Ultimamente era frequente encontrar Joana naquele estado. Tudo lhe passava ao lado. Passava horas a olhar para o vazio, não estava presente em lado nenhum. Nas aulas, quando os professores lhe perguntavam algo, não sabia responder, diminuindo assim o desempenho de boa aluna que sempre fora. Era um corpo abandonado pela alma que vagueava pelos corredores da escola.
- Jô, tenho mesmo de te perguntar isto. – começou Bia, devagar.
Joana olhou para ela. Bia notou que havia qualquer coisa nos seus olhos que denunciavam que não era a mesma pessoa que ali estava. O brilho, a alegria, fosse lá o que fosse, não estava presente. Era possível que ele lhe tivesse causado tanto mal?
- Não vai acontecer o mesmo. – respondeu Joana, antes sequer de a amiga formular a pergunta.
- O quê? – perguntou ela, não percebendo.
- Não ais perguntar se eu estou bem e se estou segura? – inquiriu Joana.
- Sim...
- Então aí tens a resposta: não vai acontecer o mesmo.
O sinal de entrada para a última hora soou e todos se apressaram a entrar. Luís e Nuno passaram por elas e Bia aproveitou para dar um beijo ao namorado. Joana evitou encarar Luís, o que aumentou o constrangimento geral. Depois de se despedirem, lá seguiram para as aulas.
- Menina Joana, menina Joana! – gritava uma contínua, correndo na direcção dela.
- Diga. – respondeu Joana, quando a senhora a alcançou.
- Olhe, depois das aulas vá ao gabinete do director que ele quer dar-lhe uma palavrinhas, se faz favor. Não se esqueça. – advertiu a senhora, indo-se depois embora.
Joana e Bia não repararam, mas naquele momento, Salvador passava atrás delas e ouvira a conversa. Bia fitava agora Joana, preocupada.
- Queres que vá contigo? – perguntou ela.
- Não, deixa. Deve ser por causa das notas. Da última vez chamaram a minha mãe. – respondeu a amiga.
Mas Joana não queria saber de ser chamada para falar com o director. Nada lhe importava, muito menos a escola. Tinha concluído que só ia lá para se distrair e para ninguém a chatear. Lá acabaram por entrar na aula.
Hora e meia depois, as portas das salas abriram-se de rompante e os alunos percorriam os corredores felizes, finda a última aula do dia. Joana despediu-se de Bia e foi para o seu compromisso.

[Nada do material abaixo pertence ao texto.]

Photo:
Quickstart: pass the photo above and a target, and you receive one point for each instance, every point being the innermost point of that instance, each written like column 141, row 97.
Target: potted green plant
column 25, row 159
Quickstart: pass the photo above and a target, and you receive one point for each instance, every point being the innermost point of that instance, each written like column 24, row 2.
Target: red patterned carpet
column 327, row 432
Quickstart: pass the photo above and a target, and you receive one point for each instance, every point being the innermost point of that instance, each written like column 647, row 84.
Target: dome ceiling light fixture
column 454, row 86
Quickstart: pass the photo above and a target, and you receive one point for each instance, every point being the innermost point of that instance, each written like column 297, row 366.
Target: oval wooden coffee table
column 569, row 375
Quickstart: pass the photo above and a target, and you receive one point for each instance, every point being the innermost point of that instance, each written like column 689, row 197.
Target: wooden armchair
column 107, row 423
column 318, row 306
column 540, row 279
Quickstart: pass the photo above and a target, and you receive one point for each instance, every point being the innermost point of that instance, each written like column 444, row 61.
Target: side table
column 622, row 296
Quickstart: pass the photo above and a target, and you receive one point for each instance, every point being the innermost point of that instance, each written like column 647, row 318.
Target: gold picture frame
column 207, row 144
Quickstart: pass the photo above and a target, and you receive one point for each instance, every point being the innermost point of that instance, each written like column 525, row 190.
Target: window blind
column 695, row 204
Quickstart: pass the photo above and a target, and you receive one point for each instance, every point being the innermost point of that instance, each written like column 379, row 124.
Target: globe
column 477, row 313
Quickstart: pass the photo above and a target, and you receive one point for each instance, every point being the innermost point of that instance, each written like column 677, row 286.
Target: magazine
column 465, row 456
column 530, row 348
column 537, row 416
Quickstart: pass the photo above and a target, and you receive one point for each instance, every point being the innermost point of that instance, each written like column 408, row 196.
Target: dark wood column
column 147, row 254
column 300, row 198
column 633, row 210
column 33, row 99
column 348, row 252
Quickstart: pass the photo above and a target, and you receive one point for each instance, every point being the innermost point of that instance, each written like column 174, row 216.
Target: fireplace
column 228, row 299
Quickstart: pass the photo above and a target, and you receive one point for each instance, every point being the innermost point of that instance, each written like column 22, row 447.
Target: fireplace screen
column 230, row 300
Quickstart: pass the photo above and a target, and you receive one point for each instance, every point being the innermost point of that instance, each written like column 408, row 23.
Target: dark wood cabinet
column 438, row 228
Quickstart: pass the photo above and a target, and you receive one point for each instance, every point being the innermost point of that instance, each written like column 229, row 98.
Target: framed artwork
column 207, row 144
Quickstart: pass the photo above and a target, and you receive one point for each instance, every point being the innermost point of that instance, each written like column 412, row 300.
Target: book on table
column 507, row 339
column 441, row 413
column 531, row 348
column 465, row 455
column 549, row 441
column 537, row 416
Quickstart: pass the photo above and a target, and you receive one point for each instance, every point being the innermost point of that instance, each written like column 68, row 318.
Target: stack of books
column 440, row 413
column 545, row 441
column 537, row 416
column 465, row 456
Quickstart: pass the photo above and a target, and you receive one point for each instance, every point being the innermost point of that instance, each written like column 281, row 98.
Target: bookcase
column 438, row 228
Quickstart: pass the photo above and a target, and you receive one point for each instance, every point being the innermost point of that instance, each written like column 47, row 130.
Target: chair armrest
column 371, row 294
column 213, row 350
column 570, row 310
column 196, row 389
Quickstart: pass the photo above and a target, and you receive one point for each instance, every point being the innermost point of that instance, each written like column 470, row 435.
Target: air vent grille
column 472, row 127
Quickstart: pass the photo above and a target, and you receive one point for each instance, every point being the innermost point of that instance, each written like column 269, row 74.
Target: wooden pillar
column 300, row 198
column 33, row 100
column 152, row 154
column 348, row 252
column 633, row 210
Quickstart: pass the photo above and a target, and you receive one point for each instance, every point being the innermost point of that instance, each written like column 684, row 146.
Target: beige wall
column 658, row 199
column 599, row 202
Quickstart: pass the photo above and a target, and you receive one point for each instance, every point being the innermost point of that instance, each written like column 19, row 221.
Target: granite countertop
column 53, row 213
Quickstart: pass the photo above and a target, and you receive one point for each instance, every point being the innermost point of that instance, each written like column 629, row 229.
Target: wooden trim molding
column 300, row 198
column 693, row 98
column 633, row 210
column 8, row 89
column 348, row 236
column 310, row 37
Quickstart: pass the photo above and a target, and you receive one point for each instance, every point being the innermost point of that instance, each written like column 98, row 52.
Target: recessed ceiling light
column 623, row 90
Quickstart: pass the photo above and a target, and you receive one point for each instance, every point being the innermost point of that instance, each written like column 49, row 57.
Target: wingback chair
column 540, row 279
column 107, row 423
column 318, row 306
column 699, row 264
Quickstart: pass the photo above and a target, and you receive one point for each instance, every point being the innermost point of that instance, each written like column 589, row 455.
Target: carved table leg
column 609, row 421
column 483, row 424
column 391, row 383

- Pá, até amanhã. – disse Luís, abrindo o cacifo.
- Não vens? – perguntou Nuno.
- Sim, sim, eu vou. Só vou à casa de banho. Vai andando, vai ter com a namorada, meu. – respondeu.
Nuno afastou-se, correndo para alcançar a namorada que o esperava no café. Depois de se tornarem mais amigos, Nuno havia convencido Luís a entrar para a equipa de futebol da escola e, naquele dia, tinham tido treino depois das aulas.
Já sozinho, Luís atirou as coisas para dentro do cacifo e foi à casa de banho. Àquela hora, já não estava ninguém na escola, apenas as pessoas que tinha actividades extra-curriculares.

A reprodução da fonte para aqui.